Da die durchbrechenden Weisheitszähne sich platzieren wollen, kann es zu einer Schädigung des entsprechenden Zahns sowie des Zahnbetts kommen. Möglich ist auch die Verschiebung ganzer Zahnreihen.

Reizen diese. Pain in the Ears and the Face or even Lähmungserscheinungen are a possible sequence. Weisheitszähne stehen außerdem im Verdacht, Herzkrankheiten wie Herzklappenfehler und rheumatische Erkrankungen verursachen beziehungsweise verschlimmern zu können.

Wann müssen die Weisheitszähne gezogen werden?

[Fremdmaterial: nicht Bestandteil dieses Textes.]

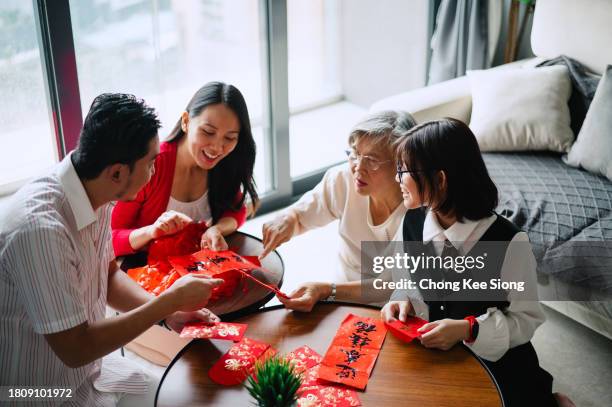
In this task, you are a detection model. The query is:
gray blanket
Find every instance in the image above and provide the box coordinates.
[483,153,612,294]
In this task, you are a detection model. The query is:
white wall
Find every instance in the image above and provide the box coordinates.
[341,0,429,107]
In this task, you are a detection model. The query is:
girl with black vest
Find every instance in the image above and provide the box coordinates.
[381,119,574,407]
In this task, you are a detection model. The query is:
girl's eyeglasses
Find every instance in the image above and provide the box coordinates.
[397,164,431,184]
[344,150,391,171]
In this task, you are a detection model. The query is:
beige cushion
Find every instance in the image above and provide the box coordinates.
[468,66,574,152]
[566,65,612,180]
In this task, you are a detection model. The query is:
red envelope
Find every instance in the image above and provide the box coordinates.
[319,314,387,390]
[285,345,323,373]
[385,317,427,343]
[298,365,361,407]
[181,322,247,342]
[208,338,276,386]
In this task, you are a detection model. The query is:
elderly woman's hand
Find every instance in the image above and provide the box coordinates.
[277,283,332,312]
[418,318,470,350]
[380,301,412,322]
[259,212,298,259]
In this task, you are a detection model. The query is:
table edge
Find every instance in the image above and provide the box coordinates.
[153,302,506,407]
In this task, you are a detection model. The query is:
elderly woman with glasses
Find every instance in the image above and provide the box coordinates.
[260,111,416,311]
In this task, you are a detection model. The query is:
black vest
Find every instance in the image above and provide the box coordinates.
[403,208,520,321]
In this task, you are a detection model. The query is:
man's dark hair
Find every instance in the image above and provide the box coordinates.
[396,118,498,221]
[71,93,161,180]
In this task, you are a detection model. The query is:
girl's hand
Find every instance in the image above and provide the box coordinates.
[277,283,332,312]
[200,226,228,251]
[149,211,193,239]
[418,318,470,350]
[380,301,412,322]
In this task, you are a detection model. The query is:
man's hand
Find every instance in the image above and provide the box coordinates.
[163,273,223,312]
[380,301,412,322]
[200,226,228,251]
[259,213,298,259]
[277,283,332,312]
[149,211,193,239]
[418,319,470,350]
[166,308,221,333]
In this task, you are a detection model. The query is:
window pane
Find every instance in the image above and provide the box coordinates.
[287,0,365,177]
[70,0,269,193]
[0,1,57,192]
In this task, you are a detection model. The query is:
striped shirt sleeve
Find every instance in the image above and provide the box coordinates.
[7,225,87,334]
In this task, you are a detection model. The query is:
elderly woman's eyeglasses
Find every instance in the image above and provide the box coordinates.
[344,150,391,171]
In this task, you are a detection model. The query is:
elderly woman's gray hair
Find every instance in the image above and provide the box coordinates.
[348,110,416,156]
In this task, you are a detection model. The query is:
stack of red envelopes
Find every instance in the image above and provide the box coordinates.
[208,338,276,386]
[180,322,247,342]
[285,345,361,407]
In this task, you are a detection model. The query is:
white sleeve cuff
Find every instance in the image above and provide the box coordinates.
[464,308,510,362]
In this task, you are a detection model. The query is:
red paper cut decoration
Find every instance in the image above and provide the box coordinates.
[208,338,276,386]
[128,223,286,302]
[319,314,387,390]
[385,317,427,343]
[181,322,247,342]
[147,222,208,264]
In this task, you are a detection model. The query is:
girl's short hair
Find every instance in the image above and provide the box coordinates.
[396,118,498,221]
[348,110,416,157]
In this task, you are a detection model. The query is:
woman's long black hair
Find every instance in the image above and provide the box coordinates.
[167,82,259,223]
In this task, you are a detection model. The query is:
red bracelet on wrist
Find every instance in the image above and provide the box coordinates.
[463,315,476,343]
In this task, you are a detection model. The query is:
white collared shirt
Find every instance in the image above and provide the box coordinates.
[0,155,146,405]
[391,211,545,361]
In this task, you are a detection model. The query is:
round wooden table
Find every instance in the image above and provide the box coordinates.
[156,303,503,407]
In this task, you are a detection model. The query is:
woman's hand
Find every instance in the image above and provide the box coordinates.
[277,283,332,312]
[163,273,224,312]
[200,226,228,251]
[418,318,470,350]
[149,211,193,240]
[380,301,412,322]
[259,213,298,259]
[166,308,221,333]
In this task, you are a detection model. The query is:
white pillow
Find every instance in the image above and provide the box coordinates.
[467,66,574,152]
[565,65,612,180]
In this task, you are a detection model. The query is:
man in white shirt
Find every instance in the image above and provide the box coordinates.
[0,94,222,406]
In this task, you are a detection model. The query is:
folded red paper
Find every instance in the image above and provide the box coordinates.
[297,365,361,407]
[385,317,427,342]
[208,338,276,386]
[319,314,387,390]
[181,322,247,342]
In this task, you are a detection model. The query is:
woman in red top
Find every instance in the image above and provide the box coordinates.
[111,82,258,256]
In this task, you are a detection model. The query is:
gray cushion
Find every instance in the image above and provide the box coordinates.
[565,65,612,180]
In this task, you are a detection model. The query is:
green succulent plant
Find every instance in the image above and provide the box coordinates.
[246,357,302,407]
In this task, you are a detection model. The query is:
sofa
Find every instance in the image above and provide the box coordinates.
[370,0,612,339]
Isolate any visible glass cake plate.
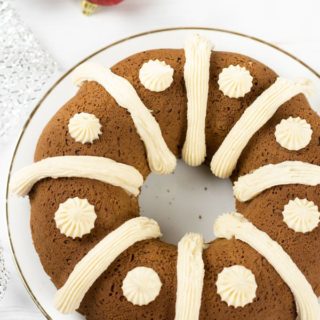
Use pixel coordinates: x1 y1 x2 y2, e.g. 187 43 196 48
7 27 320 320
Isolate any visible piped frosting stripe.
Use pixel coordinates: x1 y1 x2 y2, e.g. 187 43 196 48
55 217 161 313
214 212 320 320
182 35 212 166
10 156 143 196
233 161 320 202
211 77 310 178
175 233 204 320
73 63 177 174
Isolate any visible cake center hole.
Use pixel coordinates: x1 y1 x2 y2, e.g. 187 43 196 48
139 160 235 244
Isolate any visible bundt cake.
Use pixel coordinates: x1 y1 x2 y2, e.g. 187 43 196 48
11 35 320 320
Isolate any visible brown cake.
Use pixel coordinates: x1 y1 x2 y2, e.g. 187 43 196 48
12 33 320 320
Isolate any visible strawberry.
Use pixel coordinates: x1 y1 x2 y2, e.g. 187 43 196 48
89 0 123 6
81 0 123 16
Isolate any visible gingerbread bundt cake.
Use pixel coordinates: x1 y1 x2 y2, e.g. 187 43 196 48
11 35 320 320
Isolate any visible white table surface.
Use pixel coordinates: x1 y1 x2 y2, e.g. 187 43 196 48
0 0 320 320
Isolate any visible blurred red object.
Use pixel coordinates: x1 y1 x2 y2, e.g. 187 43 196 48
81 0 123 16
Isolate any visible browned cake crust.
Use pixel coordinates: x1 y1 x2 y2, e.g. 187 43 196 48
30 49 320 320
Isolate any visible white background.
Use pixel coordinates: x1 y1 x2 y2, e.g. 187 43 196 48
0 0 320 320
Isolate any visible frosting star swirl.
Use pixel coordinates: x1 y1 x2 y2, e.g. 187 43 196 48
139 59 174 92
216 265 257 308
122 267 162 306
68 112 102 144
54 197 97 239
218 65 253 98
282 198 320 233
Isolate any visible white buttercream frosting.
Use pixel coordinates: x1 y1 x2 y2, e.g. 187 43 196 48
139 59 174 92
218 65 253 98
73 62 177 174
214 213 320 320
10 156 143 196
275 117 312 151
55 217 161 313
68 112 102 144
216 265 258 308
54 197 97 239
175 233 204 320
182 35 212 166
211 77 309 178
122 267 162 306
233 161 320 202
282 198 320 233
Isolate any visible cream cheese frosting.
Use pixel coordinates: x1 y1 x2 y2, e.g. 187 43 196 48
214 212 320 320
68 112 102 144
122 267 162 306
282 198 320 233
182 34 212 166
55 217 161 313
233 161 320 202
73 63 177 174
139 59 174 92
10 156 143 196
54 197 97 239
175 233 204 320
218 65 253 98
216 265 258 308
211 77 310 178
275 117 312 151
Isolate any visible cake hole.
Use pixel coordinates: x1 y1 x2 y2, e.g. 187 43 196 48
139 160 235 244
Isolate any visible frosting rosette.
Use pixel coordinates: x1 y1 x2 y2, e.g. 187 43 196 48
122 267 162 306
54 197 97 239
282 198 320 233
216 265 257 308
68 112 102 144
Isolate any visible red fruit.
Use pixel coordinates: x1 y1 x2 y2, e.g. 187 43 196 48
89 0 123 6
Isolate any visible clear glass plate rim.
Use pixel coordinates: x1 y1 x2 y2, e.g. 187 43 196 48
6 27 320 320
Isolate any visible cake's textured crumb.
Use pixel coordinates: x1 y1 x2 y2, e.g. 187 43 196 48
80 240 177 320
30 178 139 288
30 49 320 320
200 239 297 320
236 185 320 296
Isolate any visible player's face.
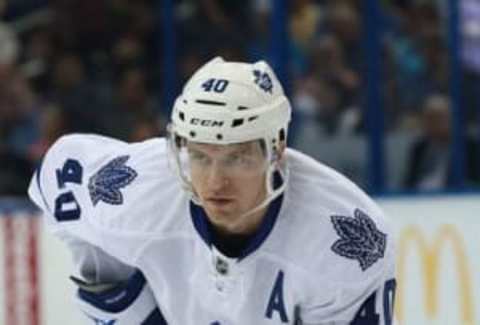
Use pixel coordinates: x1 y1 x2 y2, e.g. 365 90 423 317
187 141 267 233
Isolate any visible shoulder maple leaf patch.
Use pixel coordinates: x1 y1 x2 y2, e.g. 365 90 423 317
331 209 387 271
88 156 137 205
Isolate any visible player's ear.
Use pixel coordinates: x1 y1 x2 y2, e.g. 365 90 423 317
273 141 287 162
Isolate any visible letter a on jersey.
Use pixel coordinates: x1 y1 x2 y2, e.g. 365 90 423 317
265 271 288 323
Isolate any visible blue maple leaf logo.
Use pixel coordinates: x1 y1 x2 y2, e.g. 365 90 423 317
331 209 387 271
88 156 137 205
253 70 273 94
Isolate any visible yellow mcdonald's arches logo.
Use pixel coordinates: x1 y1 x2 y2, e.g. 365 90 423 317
395 225 475 325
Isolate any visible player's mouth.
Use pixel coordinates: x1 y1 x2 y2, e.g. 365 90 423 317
205 197 233 208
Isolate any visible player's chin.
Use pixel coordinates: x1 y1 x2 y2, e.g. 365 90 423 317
204 201 237 220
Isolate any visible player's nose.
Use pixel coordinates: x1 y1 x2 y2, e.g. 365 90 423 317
207 162 229 191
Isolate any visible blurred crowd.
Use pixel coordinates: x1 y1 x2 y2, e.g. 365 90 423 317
0 0 480 195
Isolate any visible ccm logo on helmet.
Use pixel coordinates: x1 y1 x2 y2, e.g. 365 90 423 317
190 118 223 127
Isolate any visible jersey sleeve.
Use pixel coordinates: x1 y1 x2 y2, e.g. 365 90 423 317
301 208 396 325
28 134 148 274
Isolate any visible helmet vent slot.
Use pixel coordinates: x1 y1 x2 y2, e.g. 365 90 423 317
195 99 227 106
232 118 244 128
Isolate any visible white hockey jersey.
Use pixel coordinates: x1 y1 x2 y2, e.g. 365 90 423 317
29 135 395 325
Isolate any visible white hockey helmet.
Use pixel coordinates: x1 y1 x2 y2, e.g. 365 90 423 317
170 57 291 144
168 57 291 208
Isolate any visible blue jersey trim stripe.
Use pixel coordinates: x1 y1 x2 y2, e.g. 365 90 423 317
35 162 52 213
78 271 146 313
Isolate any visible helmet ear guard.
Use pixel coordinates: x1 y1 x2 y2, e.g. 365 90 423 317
168 57 291 213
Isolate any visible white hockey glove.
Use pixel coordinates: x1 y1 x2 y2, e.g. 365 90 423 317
71 271 167 325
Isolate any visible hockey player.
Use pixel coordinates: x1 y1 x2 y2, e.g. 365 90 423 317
29 58 395 325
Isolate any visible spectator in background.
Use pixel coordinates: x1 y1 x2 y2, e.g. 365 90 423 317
0 23 36 195
50 53 108 134
104 67 158 141
459 0 480 129
28 105 70 164
405 94 480 190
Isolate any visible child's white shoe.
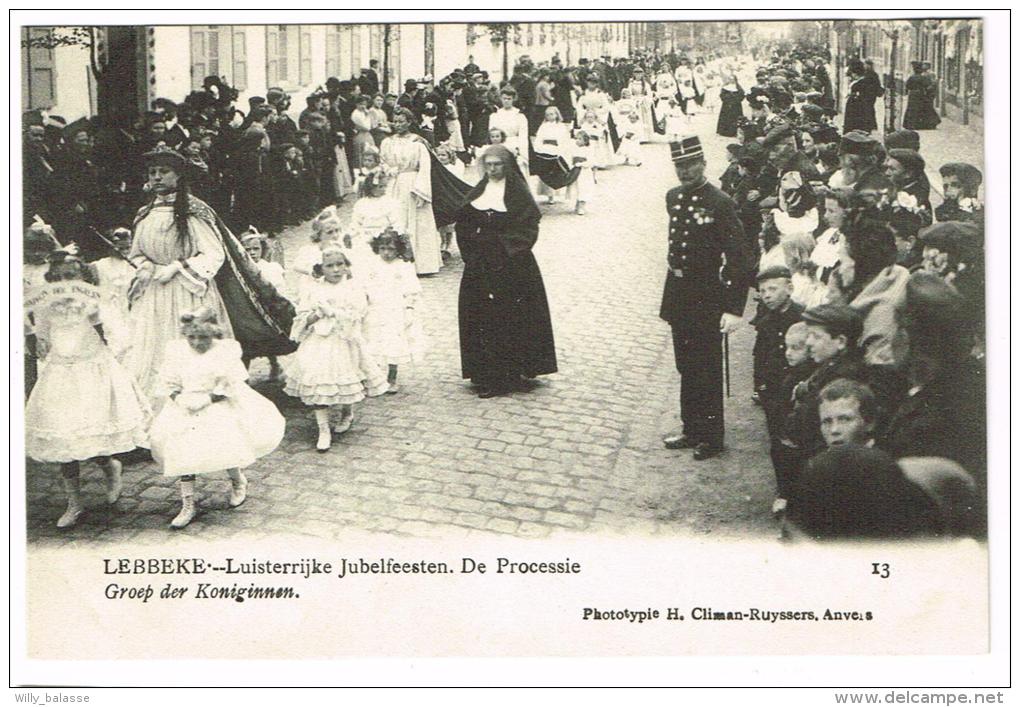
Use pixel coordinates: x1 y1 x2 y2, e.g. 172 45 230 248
334 410 354 435
103 459 124 505
170 482 195 531
57 475 85 527
315 407 333 452
170 496 195 531
57 501 85 527
315 425 333 452
227 469 248 508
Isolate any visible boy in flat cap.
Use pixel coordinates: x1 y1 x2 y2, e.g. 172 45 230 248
786 304 867 460
751 265 804 426
935 162 984 224
659 137 752 460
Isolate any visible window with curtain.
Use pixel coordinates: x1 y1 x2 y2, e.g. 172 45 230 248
350 24 365 79
21 28 57 109
231 28 248 91
325 24 340 78
265 24 303 88
191 24 232 91
298 24 312 86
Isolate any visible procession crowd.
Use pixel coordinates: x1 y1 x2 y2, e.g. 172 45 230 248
23 37 986 538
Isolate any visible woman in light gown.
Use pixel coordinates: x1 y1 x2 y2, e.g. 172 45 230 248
627 67 655 143
489 86 531 178
379 108 442 274
124 146 296 409
350 96 375 169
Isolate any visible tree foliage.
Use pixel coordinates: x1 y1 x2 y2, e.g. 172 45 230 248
485 22 520 46
21 27 95 49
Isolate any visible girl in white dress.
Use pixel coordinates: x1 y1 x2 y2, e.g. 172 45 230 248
354 147 383 194
240 225 287 381
534 106 573 204
92 228 135 361
489 85 531 178
344 169 400 269
379 108 443 274
24 253 151 527
574 110 612 169
613 89 642 167
662 98 691 142
284 244 390 452
152 308 286 528
446 89 466 152
365 229 424 393
291 206 344 300
436 140 467 256
567 130 596 216
627 67 655 143
655 65 676 120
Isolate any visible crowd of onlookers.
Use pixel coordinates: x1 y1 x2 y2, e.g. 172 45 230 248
17 38 986 537
23 48 709 250
721 42 986 537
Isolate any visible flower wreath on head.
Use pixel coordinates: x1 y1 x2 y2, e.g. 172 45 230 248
894 192 925 213
957 197 983 213
370 228 414 262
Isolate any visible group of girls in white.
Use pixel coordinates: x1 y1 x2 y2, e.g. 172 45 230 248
26 148 435 528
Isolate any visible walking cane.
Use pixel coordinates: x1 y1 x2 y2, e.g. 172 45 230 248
722 334 729 398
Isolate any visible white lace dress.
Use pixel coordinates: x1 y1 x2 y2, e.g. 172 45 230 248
151 339 286 476
24 286 151 463
364 259 425 365
284 279 389 405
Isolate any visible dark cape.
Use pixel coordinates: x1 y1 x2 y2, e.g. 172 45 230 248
456 145 557 386
715 88 744 138
135 196 298 358
649 101 669 135
903 74 942 131
425 143 471 229
527 144 580 189
606 113 623 152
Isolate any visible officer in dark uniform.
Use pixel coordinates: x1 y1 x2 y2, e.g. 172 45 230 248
659 137 752 460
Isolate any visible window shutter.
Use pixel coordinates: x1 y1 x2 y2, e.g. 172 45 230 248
265 24 281 88
29 29 57 108
232 28 248 91
298 24 312 86
350 26 362 79
192 28 209 91
325 24 340 78
206 27 219 77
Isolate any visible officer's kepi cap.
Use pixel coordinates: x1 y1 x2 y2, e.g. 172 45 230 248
755 265 793 285
669 135 705 164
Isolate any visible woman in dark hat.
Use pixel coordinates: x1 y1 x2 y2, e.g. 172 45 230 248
935 162 984 225
715 73 745 138
843 59 881 133
885 148 931 225
125 146 295 407
457 145 557 398
903 61 942 131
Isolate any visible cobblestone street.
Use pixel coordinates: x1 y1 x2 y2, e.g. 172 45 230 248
28 93 976 547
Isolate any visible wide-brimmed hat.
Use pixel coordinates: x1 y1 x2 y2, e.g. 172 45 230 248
143 143 188 172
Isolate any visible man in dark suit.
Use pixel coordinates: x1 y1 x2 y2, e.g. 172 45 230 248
397 79 421 122
358 59 379 96
659 137 752 461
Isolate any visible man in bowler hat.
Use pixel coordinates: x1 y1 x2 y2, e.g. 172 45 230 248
659 137 753 461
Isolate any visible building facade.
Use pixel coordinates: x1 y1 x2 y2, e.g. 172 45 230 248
820 18 984 128
21 22 641 121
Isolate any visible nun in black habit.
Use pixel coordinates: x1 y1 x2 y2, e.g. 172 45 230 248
456 145 556 398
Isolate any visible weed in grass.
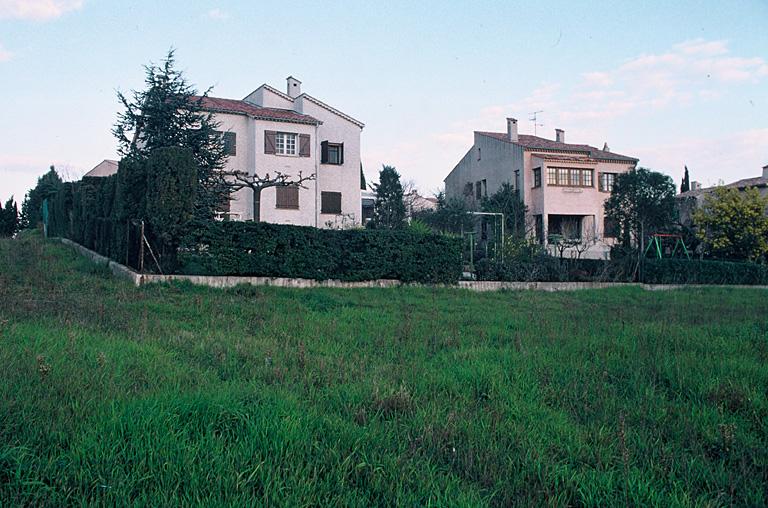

Eine Zeit lang war es üblich, die Weisheitszähne so früh wie möglich per Operation zu ziehen – noch bevor irgendwelche Probleme auftreten. Ganz so rigoros geht man heute nicht mehr vor, denn auch eine OP der Weishietszähne (medizinisch Osteotomie) ist mit Risiken verbunden. Nur wenn ein oder mehrere Weisheitszähne vorhanden sind, werden sie heute entfernt. Das ist der Fall

  • bei Karies oder Wurzelentzündung des Weisheitszahns
  • bei Infektionen zwischen Zahnkrone und Knochen (sogenannte Schlupfwinkelinfektion)
  • bei Entzündungen und Zysten im Bereich des Weisheitszahns und der Nachbarzähne
  • wenn der Weisheitszahn die Nachbarzähne beschädigt
  • bei Verschiebungen der anderen Zähne aufgrund der Weisheitszähne

Außerdem raten Zahnmediziner zu einer prophylaktischen Extraktion der Weisheitszähne im Vorfeld von kieferorthopädischen Behandlungen, wenn durch den Weisheitszahn die Behandlung gestört oder erschwert werden könnte. Auf eine Weisheitszahn-OP kann verzichtet werden, wenn die Weisheitszähne gut stehen und keine Behinderung der anderen Zähne zu erwarten sind oder wenn gesunde Zähne so tief wie möglich sind, dass durch den Eingriff zu hohe Risiken entstünden.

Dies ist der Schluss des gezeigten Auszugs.